November 1st marks the beginning of National Native American Heritage Month, and to honor the month a 30-foot-tall steel sculpture can be seen in Brooklyn Bridge Park.
Titled In every language there is Land / En cada lengua hay una Tierra, the steel sculpture is artist Nicholas Galanin’s first public commission in NYC.
As an Indigenous person himself, Galanin practices subsistence in his homeland, Sitka, Alaska, and strongly believes all life is deeply connected to land.
Constructed from the same steel tubing used to construct the U.S.-Mexico border wall–also echoing its 30-foot height–the metal sculpture spells out LAND in a format reminiscent of Robert Indiana’s iconic 1966 LOVE sculpture.

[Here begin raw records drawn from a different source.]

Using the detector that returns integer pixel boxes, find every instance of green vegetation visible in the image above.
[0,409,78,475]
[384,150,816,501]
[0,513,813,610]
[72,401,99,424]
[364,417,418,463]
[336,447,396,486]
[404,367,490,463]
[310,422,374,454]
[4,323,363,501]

According to Public Art Fund, the artwork reflects on the continued legacy of colonization and occupation of land, water, and life and is seen as a way to “protest politically imposed divisions that obstruct the free movement of people and other life forms in favor of colonial interests.”
Artist Nicholas Galanin stated:
Indigenous care for Land and community is rooted in connection based on mutual sustainability. Rather than nationalism or capital, this perspective always embodies a deep respect for life beyond any single generation. In every language there is Land / En cada lengua hay una Tierra questions barriers to Land, which directly reflect barriers to love, love for Land, community, and future generations.
In every language there is Land is on display at Brooklyn Bridge Park’s Empire Fulton Ferry Lawn now through March 10th, 2024.